Einen Moment später bewegte Ginny ihre Hüften und Draco begann, sich langsam herauszuziehen. Ohne seinen Blick von Ginnys Augen abzuwenden, stieß er wieder sanft in sie vor. Draco behielt ein langsames Tempo bei. Er wurde nicht schneller oder härter, wenn Ginny es ihm nicht sagte.

Ginny stöhnte mit jedem Stoß lauter. Es war so anders als das, das sie mit Harry erlebt hatte. Harry war hart und schnell vorgegangen, Draco war sanft und langsam. Ginny hob gleichzeitig mit Dracos Stößen ihre Hüften an und begann, seinen Namen zu stöhnen. Bald war sie komplett in diesem Augenblick verloren. Alles brach davon, es gab nur mehr sie und Draco. Ginny kam eine Sekunde vor Draco zum Höhepunkt und sie hauchte seinen Namen, während sie ihre Nägel in seinem Rücken vergrub.

Draco brach auf Ginny zusammen und verteilte sanfte Küsse auf ihrer Brust. Langsam kletterte er von ihr herunter und zog die Decke hoch. Ginny kletterte darunter, kuschelte sich an Draco und seufzte zufrieden. Keiner von ihnen sprach, denn es war nicht notwendig. Sie wussten beide, was der Andere dachte, ohne dass ein Wort gesagt wurde.

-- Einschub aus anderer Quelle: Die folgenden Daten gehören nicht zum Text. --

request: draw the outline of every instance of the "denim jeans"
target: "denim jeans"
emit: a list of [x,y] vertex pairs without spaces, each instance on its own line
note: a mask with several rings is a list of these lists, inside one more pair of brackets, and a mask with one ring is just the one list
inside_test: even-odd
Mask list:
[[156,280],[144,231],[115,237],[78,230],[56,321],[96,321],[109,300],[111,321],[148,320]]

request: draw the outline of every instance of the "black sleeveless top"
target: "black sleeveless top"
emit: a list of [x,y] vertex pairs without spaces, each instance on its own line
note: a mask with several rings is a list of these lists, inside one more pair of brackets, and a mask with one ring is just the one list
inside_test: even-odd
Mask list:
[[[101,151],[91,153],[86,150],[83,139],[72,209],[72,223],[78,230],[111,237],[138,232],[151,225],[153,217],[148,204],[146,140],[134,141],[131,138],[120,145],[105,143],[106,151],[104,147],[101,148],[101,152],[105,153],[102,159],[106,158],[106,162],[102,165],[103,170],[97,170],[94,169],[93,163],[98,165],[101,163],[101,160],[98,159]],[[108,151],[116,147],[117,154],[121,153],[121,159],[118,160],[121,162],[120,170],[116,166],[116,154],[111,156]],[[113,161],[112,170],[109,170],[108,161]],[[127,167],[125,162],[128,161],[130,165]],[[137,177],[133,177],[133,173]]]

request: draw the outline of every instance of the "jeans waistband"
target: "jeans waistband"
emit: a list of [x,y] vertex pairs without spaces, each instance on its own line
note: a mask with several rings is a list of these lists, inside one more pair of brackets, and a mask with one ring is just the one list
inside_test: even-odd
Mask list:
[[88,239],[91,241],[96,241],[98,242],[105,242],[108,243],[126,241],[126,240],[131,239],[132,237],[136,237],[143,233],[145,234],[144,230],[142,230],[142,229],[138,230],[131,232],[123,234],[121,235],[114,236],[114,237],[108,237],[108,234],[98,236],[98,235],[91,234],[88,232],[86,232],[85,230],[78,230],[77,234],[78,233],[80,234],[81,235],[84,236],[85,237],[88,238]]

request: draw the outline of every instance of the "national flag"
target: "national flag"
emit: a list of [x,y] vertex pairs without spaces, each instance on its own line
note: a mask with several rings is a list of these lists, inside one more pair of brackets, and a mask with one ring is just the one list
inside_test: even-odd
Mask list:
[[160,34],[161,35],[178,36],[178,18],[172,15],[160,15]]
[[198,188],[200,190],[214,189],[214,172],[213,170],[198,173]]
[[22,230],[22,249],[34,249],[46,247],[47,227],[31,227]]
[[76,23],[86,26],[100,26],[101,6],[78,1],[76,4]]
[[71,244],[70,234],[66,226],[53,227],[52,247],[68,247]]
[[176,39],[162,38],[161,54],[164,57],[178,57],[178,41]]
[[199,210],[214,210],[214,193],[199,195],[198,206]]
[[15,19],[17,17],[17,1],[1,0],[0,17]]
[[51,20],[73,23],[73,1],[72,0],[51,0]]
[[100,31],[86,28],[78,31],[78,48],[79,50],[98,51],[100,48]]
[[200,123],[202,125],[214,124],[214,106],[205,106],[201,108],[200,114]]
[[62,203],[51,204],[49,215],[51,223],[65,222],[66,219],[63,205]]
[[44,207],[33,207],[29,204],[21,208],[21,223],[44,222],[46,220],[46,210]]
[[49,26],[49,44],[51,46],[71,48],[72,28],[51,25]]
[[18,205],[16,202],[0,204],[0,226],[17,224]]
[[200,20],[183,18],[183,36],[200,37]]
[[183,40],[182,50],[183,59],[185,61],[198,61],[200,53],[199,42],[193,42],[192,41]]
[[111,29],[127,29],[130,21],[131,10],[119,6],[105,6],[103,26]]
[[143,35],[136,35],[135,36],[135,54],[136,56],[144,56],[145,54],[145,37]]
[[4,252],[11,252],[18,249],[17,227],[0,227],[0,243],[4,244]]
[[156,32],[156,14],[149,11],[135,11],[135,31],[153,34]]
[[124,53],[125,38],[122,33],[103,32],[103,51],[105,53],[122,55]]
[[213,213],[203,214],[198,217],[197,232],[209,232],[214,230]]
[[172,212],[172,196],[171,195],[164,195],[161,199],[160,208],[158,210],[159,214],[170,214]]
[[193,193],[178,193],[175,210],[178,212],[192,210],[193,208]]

Ginny schlief friedvoll in Dracos Armen ein. Draco sah ihr zu, wie ihre Brust sich mit ihren Atemzügen hob und senkte. Er konnte nicht glauben, dass der Engel in seinen Armen wirklich zu ihm gehörte.

"Ich liebe dich", flüsterte Draco zu dem schlafenden Rotschopf, bevor er selbst in den Schlaf driftete.